21- latka ukradła perfumy
Z początkiem tego miesiąca w ręce policji trafiła 21-latka, która zamieszkuje powiat zgorzelecki. Kobieta w ciągu dwóch dni wyniosła z drogerii perfumy. Łączna wartość perfum wyniosła ponad 1100 zł. Na szczęście w porę zorientowali się pracownicy ochrony, którzy zatrzymali kobietę, a następnie przekazali w ręce policji. Kobieta trafiła do komendy.

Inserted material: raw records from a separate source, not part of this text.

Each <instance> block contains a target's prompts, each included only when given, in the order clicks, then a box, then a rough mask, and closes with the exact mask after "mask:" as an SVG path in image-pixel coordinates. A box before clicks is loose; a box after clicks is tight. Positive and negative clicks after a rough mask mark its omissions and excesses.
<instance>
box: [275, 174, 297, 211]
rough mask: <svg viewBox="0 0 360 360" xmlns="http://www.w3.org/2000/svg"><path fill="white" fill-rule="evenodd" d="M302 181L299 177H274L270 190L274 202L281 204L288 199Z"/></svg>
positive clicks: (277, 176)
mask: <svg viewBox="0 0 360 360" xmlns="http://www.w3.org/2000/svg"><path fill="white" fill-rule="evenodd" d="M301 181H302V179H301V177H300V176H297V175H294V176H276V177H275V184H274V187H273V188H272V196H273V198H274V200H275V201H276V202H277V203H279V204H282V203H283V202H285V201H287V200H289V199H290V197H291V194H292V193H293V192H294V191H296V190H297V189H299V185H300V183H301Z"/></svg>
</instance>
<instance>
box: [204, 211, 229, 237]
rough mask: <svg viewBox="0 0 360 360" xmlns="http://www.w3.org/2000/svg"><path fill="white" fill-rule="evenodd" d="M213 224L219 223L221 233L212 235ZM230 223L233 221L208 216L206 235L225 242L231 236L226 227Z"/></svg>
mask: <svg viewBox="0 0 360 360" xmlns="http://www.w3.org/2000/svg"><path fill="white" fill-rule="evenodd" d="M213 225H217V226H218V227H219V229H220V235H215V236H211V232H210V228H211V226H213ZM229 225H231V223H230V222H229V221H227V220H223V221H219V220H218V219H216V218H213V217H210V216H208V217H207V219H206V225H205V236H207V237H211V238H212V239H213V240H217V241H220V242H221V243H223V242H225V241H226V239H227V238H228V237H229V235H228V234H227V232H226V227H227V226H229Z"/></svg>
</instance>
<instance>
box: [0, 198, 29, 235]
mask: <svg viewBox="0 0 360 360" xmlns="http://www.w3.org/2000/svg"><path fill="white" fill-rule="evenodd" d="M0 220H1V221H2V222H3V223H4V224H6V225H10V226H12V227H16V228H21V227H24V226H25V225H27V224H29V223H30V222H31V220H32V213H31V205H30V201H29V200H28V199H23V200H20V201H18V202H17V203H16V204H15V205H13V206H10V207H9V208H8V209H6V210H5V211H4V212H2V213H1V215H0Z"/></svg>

Tam usłyszała zarzuty o kradzież mienia o łącznej wartości 1100 zł. O całym zajściu poinformowała kom. Agnieszka Goguł z Komendy Powiatowej Policji w Zgorzelcu. Za to przestępstwo grozi jej pozbawienie wolności do lat 5. Nie da się ukryć, że kradzieże to często interwencja. Chwila nieuwagi wystarczy. Najczęściej okazuje się, że kradzieży dokonują te same osoby. 21-latce grozi kara pozbawienia wolności do lat 5.
Wnuk ukradł babci telefon
Do kolejnego zdarzenia doszło w Pieńsku. Policjanci z komisariatu otrzymali zgłoszenie, że skradziony został telefon. Po dotarciu na miejsce okazało się, że kradzieży dokonał wnuk osoby zgłaszającej. Kobieta poinformowała, że telefon był wart 2000 zł. Mężczyzny nie było na miejscu zdarzenia. Gdy policjanci przemierzali ulicami Pieńska, na jednej z nich namierzyli sprawcę. Chcieli go zatrzymać, mężczyzna zaatakował ich i znieważył. 26-latek był agresywny i naruszył nietykalność cielesną interweniujących funkcjonariusz. O całym zajściu poinformowała kom. Agnieszka Goguł z Komendy Miejskiej Policji w Zgorzelcu. 26-latek trafił do zgorzeleckiej komendy, gdzie usłyszał zarzuty. Do wszystkich zarzucanych czynów się przyznał. Teraz czeka na konsekwencje swojego wyczyny. Z pewnością odpowie za napaść na funkcjonariuszy.